Переписка двух Иванов (1935 — 1946). Книга 2 | страница 18
Есть мера банальности на свете?
нечуткости?
пустоболтству?
безвкусию?
религиозному кретинству? — Или нет?
Нет.
Вот тебе и: жидок Киря [58] — ум у него гиря,
а сам Зайцев — поехал навестить китайцев... Писали кот да кошка, дурак Ермошка — а остальное он сам, Россия и Славянство.

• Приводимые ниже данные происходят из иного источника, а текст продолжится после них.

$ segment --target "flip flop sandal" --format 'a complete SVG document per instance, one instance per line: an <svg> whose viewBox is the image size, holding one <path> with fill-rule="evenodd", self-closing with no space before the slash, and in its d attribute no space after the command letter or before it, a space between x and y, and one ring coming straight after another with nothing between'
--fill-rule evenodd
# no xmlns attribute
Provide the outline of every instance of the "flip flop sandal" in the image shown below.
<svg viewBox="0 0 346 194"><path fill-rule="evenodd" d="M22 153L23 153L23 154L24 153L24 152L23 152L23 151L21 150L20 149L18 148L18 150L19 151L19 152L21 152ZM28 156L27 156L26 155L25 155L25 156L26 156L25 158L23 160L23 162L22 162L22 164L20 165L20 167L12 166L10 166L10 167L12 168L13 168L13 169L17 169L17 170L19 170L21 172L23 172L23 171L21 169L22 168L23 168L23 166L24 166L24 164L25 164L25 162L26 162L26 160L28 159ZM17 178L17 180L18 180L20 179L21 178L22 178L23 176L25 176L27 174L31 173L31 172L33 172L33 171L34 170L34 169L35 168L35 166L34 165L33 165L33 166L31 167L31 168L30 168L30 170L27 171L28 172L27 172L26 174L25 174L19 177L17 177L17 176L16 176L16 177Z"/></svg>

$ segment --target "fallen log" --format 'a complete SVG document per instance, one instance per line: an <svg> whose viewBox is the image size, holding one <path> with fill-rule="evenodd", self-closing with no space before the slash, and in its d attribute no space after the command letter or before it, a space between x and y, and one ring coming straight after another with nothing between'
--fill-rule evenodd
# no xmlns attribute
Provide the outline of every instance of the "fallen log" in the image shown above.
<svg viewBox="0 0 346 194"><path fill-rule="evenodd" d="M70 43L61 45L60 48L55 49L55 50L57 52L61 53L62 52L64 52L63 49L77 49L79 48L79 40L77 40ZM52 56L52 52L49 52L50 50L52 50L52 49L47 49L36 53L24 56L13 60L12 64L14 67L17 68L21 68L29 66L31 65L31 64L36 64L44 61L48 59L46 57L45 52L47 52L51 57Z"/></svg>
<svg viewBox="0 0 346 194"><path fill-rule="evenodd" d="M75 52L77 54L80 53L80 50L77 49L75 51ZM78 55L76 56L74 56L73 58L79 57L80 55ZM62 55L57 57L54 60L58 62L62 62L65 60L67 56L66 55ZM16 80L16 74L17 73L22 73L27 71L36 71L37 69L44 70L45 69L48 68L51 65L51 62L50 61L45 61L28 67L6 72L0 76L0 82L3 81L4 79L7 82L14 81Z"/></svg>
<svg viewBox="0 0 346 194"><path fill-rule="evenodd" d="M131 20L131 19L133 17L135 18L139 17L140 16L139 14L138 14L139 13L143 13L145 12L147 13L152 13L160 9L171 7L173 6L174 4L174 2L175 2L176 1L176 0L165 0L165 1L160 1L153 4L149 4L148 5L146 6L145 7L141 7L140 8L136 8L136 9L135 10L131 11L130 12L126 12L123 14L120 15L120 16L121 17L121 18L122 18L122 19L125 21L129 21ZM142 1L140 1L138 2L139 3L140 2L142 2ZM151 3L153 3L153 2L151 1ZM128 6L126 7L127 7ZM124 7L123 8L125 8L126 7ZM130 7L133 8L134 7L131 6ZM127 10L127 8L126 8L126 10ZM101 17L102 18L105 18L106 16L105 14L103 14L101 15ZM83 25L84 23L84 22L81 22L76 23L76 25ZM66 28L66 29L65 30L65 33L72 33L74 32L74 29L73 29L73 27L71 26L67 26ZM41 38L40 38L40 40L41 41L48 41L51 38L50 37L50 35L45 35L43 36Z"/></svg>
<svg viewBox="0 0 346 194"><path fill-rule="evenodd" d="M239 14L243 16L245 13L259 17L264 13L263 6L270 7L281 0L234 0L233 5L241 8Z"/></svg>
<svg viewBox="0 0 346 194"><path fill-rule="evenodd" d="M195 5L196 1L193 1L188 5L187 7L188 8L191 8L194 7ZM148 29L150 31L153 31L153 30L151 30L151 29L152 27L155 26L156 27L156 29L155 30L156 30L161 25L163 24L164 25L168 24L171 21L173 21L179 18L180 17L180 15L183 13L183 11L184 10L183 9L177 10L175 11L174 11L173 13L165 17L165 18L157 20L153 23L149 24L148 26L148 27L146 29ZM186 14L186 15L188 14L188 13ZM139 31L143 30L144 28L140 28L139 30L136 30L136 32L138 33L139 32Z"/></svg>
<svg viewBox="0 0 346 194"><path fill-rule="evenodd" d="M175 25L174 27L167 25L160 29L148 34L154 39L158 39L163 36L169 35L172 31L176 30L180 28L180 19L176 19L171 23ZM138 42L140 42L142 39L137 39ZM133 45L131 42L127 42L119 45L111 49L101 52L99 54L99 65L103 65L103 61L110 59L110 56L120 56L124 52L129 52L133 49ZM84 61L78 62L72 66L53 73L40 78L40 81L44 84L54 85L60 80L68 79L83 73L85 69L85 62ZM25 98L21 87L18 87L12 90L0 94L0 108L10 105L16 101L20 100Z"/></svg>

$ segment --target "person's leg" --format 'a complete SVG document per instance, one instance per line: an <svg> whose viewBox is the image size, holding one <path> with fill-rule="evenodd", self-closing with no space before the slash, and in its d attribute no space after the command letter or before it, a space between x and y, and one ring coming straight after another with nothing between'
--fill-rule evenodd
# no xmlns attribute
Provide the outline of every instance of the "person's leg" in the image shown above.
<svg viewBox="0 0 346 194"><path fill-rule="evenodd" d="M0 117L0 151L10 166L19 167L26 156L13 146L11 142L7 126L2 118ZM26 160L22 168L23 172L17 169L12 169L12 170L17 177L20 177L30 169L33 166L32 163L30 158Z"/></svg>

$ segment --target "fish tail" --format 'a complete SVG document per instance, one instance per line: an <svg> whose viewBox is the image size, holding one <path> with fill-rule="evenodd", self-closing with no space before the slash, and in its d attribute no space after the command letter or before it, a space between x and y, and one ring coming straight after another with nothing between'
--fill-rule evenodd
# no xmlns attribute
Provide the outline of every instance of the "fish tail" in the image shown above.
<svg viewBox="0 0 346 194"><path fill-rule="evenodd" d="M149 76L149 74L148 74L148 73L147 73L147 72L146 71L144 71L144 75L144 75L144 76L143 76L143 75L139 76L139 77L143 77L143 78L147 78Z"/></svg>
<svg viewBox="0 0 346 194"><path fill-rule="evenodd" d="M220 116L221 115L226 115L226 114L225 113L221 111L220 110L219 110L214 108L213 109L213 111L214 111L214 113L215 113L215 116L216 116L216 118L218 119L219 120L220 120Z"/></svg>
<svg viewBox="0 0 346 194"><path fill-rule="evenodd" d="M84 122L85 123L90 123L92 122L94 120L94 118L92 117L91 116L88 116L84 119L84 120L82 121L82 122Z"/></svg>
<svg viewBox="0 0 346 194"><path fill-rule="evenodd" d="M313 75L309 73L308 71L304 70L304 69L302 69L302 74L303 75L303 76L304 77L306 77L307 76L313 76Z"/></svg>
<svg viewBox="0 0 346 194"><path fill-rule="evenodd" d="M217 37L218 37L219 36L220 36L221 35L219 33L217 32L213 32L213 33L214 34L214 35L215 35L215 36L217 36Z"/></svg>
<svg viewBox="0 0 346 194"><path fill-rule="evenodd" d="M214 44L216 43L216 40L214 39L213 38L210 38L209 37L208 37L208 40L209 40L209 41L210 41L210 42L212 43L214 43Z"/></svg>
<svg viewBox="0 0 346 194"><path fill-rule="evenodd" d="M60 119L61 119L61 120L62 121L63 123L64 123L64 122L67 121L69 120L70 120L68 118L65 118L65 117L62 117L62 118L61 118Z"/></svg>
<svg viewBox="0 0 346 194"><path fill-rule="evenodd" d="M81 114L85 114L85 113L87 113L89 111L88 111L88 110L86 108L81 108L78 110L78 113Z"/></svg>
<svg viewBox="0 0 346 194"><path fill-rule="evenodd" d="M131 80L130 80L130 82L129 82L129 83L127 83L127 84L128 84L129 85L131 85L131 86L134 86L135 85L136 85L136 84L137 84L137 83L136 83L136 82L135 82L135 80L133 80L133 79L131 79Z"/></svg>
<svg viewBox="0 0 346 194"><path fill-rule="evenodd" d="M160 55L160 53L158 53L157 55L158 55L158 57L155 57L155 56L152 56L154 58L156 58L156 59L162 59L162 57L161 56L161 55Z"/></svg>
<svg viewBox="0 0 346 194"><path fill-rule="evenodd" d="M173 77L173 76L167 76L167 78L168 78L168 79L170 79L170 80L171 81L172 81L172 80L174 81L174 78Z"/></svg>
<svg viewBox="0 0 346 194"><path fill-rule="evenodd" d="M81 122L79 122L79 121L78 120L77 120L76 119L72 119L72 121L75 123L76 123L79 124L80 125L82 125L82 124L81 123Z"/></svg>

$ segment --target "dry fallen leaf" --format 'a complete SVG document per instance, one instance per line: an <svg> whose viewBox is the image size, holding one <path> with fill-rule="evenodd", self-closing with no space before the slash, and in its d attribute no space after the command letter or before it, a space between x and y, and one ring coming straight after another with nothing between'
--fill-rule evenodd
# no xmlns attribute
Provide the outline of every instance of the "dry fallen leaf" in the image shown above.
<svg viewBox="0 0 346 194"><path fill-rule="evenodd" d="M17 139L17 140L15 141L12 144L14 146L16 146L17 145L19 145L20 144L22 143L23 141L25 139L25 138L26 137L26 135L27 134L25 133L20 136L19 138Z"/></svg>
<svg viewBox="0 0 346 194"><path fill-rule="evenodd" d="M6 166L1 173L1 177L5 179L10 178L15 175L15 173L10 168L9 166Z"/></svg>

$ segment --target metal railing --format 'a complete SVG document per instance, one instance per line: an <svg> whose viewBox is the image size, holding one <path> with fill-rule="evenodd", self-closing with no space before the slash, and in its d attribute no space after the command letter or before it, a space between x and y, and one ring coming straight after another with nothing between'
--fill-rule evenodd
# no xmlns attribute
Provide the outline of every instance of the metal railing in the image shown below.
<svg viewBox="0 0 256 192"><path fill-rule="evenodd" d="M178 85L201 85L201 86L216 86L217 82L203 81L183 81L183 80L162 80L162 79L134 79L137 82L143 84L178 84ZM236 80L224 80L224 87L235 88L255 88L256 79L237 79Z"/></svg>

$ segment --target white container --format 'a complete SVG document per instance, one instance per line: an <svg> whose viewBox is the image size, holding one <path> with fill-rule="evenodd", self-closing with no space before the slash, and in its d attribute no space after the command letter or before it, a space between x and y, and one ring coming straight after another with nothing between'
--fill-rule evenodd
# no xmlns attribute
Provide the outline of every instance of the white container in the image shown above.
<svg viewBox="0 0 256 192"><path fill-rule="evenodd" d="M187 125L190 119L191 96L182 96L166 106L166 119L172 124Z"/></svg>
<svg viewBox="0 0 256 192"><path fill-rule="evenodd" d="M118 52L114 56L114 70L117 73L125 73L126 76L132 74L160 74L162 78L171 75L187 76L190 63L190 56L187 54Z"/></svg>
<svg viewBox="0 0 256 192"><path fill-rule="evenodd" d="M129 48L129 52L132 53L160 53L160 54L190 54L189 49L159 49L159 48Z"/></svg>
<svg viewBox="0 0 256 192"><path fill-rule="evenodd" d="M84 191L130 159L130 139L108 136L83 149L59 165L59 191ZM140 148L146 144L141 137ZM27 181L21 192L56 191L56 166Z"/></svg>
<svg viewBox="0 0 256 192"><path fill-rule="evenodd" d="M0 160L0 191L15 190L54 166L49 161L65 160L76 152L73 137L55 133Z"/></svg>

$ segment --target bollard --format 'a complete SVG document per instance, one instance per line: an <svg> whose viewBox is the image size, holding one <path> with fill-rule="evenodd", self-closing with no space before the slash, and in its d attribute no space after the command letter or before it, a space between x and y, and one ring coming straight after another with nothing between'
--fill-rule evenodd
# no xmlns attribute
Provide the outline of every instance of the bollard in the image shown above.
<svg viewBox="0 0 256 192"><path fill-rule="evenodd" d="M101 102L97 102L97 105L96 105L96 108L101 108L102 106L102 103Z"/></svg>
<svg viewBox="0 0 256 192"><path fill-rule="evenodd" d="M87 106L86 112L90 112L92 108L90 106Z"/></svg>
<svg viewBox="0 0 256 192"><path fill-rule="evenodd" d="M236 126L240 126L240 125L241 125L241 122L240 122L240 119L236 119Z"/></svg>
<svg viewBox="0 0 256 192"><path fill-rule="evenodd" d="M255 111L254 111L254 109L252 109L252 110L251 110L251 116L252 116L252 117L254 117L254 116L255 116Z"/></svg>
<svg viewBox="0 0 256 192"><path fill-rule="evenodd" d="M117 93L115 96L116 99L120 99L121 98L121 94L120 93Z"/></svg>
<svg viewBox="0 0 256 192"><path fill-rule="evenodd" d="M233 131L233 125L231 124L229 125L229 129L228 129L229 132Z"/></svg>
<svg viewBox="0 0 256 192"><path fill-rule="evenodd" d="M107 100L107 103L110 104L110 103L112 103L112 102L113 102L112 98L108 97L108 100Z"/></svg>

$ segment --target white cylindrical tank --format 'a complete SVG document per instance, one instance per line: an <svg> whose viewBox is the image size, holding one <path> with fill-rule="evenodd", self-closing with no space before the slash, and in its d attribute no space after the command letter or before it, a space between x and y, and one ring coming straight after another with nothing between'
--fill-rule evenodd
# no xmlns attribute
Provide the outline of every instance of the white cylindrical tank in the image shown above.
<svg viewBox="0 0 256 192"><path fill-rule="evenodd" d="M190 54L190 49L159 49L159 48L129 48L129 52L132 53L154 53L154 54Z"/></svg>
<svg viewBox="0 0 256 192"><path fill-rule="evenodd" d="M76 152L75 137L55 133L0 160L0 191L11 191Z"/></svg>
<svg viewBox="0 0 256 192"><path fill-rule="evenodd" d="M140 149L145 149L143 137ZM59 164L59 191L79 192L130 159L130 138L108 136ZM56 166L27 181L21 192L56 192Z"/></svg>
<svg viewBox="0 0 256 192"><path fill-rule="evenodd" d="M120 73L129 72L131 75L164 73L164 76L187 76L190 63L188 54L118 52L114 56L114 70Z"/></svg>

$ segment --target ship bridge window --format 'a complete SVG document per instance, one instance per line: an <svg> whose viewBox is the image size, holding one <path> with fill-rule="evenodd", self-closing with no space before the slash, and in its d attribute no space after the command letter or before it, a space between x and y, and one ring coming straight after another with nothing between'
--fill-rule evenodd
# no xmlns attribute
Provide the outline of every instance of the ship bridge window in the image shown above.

Нет, кладу перо — merci, merci, merci — если он критик, то я идиёт!
Простите, пожалуйста. Я конечно понимаю, что этот экспромт «глупее Тургенева» — но видит Бог, он не глупее зайцевской книги-фиги.
А за сим кончаю — зовут к чаю.
Обнимаю Вас от всей души, люблю Вас, горжусь Вами и утешаюсь Вашей дружбой. Ольге Александровне целую ручки. Наталия Николаевна шлет самые дружеские приветы.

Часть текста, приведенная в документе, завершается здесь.